NONA coverage is available for facilities that do not discharge to surface waters, to receive this coverage an engineer must create a report that shows that even in the most extreme storm event, your facility will contain all discharge on site.
What do you need to do?
If your facility engages in a covered industrial activity and you do not meet either of the exemptions you must:
Apply for permit coverage through the State Water Board SMARTS website.
Enroll as a discharger and submit a Notice of Intent (NOI)
Prepare and submit a Storm Water Pollution Prevention Plan (SWPPP) including a Site Plan. A SWPPP is a document in which dischargers select the Best Management Practices (BMPs) that apply to their operation and describe how they will be implemented at the facility.
Once you have applied for permit coverage you will need to:
Conduct monthly visual inspections of all property, focusing on outdoor storage areas and discharge points.
Evaluate each drainage area for signs of deficiencies in BMPs and for non-stormwater discharges1.
Each facility must collect and analyze stormwater samples for pollutants. If rain is forecasted for your area be prepared to collect a stormwater sample, coordinate with an analytical laboratory to provide sample collection bottles and train staff on proper collection techniques.

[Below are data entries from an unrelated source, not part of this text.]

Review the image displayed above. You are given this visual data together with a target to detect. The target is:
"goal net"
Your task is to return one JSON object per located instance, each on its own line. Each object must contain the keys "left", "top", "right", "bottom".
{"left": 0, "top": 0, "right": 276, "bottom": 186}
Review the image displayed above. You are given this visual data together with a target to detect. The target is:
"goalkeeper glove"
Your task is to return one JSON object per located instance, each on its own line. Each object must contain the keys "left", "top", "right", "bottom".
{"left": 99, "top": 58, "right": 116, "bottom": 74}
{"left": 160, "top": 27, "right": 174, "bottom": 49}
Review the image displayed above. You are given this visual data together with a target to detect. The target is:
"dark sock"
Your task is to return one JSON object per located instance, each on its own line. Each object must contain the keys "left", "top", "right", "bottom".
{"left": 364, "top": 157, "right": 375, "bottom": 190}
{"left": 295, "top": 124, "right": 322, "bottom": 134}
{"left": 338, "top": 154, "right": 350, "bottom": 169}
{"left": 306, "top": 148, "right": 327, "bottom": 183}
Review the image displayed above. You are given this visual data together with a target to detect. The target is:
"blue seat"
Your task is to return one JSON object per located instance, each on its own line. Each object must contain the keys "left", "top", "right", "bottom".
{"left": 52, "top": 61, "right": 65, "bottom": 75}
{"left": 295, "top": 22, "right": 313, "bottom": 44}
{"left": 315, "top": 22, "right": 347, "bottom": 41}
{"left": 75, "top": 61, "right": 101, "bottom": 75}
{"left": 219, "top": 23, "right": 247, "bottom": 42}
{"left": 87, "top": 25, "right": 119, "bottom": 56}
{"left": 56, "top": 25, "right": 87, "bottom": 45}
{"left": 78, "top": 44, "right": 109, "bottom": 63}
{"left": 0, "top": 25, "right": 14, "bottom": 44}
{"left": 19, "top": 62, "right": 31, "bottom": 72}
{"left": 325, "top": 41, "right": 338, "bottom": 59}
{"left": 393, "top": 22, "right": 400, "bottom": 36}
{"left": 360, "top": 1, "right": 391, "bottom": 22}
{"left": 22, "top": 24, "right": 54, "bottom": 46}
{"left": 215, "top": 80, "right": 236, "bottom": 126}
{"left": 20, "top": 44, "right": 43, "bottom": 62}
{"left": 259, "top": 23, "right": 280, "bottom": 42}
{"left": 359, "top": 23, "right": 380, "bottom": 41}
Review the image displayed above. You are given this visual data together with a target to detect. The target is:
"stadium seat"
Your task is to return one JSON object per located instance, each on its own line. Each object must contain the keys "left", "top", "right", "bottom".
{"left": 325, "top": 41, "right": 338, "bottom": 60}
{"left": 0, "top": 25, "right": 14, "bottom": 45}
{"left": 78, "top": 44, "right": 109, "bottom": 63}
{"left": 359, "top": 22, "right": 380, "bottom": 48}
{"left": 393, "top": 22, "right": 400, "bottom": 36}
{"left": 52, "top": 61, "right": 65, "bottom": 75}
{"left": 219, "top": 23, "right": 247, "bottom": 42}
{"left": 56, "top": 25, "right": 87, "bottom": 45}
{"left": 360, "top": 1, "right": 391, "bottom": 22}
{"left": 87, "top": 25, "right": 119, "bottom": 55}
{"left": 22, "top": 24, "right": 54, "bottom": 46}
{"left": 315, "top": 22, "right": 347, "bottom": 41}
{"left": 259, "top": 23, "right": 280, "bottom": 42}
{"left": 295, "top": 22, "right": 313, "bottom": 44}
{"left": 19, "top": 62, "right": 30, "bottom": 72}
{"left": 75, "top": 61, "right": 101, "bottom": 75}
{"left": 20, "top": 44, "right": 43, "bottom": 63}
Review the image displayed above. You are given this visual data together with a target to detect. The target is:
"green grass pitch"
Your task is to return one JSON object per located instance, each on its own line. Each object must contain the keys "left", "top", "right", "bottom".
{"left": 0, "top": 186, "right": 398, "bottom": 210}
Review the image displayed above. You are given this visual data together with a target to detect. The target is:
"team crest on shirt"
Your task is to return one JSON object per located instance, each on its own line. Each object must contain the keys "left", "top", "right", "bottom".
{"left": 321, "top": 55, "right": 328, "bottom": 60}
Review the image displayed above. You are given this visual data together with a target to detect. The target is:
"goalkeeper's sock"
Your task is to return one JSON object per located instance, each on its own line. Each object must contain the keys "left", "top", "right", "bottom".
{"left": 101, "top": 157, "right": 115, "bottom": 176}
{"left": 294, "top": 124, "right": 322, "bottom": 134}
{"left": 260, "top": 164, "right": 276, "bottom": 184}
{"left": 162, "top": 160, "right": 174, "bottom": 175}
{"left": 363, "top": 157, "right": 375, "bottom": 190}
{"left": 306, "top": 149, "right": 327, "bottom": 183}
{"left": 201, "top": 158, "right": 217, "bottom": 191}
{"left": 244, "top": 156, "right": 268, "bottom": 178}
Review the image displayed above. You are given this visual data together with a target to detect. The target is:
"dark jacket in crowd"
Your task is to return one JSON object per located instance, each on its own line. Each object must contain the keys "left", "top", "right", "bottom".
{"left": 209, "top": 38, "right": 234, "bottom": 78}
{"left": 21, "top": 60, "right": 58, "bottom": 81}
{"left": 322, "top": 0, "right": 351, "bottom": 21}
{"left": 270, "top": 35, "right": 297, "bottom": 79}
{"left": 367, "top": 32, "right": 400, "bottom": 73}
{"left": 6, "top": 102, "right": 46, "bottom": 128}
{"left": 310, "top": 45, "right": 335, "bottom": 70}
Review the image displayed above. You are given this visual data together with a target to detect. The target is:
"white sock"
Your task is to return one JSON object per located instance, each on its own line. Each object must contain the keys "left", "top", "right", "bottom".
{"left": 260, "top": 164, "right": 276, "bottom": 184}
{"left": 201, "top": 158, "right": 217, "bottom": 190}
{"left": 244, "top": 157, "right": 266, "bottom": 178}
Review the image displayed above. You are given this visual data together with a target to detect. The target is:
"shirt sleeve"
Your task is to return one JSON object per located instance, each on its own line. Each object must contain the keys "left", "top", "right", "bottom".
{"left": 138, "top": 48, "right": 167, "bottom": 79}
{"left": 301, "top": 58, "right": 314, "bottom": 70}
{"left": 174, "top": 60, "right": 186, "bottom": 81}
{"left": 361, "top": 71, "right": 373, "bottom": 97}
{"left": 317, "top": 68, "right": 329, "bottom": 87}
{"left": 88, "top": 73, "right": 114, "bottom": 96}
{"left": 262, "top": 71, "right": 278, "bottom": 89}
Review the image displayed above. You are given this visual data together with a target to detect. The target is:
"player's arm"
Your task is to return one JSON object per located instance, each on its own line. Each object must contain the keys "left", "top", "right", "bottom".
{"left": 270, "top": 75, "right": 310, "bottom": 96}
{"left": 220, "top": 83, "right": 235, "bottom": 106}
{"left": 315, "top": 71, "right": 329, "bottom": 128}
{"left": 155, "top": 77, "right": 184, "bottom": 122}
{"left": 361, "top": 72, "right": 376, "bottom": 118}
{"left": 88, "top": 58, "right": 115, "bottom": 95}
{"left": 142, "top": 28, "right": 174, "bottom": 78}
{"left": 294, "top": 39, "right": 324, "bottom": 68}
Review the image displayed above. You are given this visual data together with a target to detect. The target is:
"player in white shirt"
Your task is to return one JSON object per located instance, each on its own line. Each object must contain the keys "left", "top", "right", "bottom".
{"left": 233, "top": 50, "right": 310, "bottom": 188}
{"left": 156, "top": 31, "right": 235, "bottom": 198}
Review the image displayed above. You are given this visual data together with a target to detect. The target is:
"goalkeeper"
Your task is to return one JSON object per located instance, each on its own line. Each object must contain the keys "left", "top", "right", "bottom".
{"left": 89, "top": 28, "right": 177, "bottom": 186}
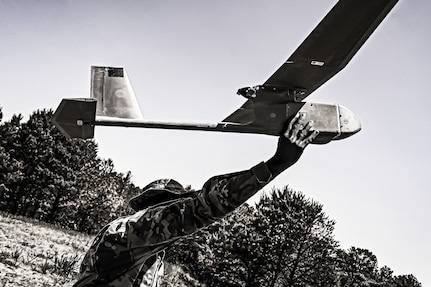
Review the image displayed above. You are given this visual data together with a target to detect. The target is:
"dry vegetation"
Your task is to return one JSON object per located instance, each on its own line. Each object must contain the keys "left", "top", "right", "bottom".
{"left": 0, "top": 212, "right": 201, "bottom": 287}
{"left": 0, "top": 212, "right": 92, "bottom": 286}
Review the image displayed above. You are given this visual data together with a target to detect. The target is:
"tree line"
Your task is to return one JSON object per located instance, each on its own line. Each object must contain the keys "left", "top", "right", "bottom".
{"left": 166, "top": 189, "right": 421, "bottom": 286}
{"left": 0, "top": 107, "right": 422, "bottom": 286}
{"left": 0, "top": 108, "right": 140, "bottom": 233}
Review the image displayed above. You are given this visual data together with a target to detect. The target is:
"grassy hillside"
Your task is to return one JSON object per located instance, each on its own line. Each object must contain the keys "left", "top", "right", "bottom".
{"left": 0, "top": 213, "right": 202, "bottom": 287}
{"left": 0, "top": 212, "right": 92, "bottom": 286}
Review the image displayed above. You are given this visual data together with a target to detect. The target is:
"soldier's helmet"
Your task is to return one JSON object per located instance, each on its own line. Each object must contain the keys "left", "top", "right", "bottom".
{"left": 129, "top": 178, "right": 196, "bottom": 211}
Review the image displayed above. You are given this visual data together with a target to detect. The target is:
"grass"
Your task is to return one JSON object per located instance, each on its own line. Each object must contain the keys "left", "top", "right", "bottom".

During a rain event inspect your discharge points to determine if your facility is producing discharge. If no discharge is leaving your property, document that although you experienced rain, your facility did not discharge, keep a record to document these types of events.

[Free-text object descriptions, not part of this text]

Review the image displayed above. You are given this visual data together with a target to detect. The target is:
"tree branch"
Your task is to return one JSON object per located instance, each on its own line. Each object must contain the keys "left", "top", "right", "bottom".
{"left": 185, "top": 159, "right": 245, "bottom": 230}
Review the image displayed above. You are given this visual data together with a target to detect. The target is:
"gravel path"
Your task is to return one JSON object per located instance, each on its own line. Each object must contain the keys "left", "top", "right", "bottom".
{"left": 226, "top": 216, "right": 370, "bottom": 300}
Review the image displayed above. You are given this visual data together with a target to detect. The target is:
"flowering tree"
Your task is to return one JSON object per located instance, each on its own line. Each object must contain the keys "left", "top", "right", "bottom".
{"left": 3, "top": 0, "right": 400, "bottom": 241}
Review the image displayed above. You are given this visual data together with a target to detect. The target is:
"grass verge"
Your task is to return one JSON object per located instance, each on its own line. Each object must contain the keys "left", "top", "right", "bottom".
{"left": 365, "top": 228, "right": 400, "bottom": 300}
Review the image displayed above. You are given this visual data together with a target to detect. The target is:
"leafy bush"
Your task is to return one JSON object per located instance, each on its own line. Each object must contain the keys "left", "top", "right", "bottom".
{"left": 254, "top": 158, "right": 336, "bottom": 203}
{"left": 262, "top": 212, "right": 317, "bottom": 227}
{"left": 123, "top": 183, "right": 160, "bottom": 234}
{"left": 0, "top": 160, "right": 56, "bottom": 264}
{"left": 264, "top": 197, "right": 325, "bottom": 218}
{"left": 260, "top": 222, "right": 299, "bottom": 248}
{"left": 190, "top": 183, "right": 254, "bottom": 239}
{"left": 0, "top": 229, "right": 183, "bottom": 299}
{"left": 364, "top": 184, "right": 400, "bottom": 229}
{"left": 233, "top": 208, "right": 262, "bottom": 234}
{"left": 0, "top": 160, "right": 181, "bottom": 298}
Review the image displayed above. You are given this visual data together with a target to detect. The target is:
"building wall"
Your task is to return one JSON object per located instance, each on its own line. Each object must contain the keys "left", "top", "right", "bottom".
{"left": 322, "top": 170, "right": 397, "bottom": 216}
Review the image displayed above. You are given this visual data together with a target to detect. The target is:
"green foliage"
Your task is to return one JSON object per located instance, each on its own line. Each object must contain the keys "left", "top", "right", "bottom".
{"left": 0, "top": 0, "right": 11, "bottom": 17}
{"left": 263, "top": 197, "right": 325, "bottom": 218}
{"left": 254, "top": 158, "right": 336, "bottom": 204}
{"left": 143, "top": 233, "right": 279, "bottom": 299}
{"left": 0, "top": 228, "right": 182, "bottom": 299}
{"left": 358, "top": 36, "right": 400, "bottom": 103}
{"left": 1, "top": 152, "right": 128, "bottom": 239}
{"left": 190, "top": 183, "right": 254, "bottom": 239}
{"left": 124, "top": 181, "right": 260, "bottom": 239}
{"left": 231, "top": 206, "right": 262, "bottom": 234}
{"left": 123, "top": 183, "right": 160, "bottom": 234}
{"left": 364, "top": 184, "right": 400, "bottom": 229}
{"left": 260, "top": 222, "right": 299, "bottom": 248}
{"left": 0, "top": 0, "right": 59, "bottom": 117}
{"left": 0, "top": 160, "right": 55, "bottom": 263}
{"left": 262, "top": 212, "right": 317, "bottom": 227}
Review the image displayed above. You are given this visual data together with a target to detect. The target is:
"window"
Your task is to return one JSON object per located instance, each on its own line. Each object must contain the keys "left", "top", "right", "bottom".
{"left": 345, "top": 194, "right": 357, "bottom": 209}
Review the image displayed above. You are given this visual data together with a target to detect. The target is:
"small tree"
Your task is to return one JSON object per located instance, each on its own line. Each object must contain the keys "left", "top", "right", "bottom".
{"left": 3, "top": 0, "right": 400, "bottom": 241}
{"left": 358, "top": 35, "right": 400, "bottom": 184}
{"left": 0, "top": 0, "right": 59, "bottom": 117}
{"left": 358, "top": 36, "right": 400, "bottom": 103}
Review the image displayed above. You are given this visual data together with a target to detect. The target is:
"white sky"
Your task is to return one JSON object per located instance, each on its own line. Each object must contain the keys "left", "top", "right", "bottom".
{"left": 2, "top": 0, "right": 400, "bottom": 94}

If your facility does produce discharge, collect the sample in the appropriate bottle and measure the pH of the sample (this must be done in the field, not by the laboratory). Once the sample is collected, label sample bottles and deliver to lab within 24 hours (some labs have a courier service available). A sampling event visual observation form must be completed when a sample is collected. Analytical results must be uploaded by the discharger to SMARTS within 30 days of receiving the results.
Facilities under this permit are required to collect and analyze stormwater samples from two storm events between July and December, and two storm events between January and June.
If samples have not been collected or analyzed during these sampling periods, documentation must be provided to demonstrate that the facility did not experience storm events that produced sufficient discharge, that the storm events did not meet criteria (did not occur within operating hours or were not proceeded by 48 hours of no discharge), or that it was unsafe to collect samples.
Facilities covered under this permit are required to prepare and submit an Annual Report to the SMARTS website annually on July 15th. These reports include a review of the documentation kept at the facility in relation to compliance with the Industrial General Permit.
1.Non-stormwater discharges are any discharges that are not associated with stormwater, these can be authorized or unauthorized. Examples of authorized non-stormwater discharge are fire hydrants, irrigation drainage, air conditioning or compressor condensate. Unauthorized non-stormwater discharges must be recorded with a plan of corrective action; examples include water generated by rinsing or washing of vehicles/equipment/building/pavement, hazardous materials spills, or industrial process water.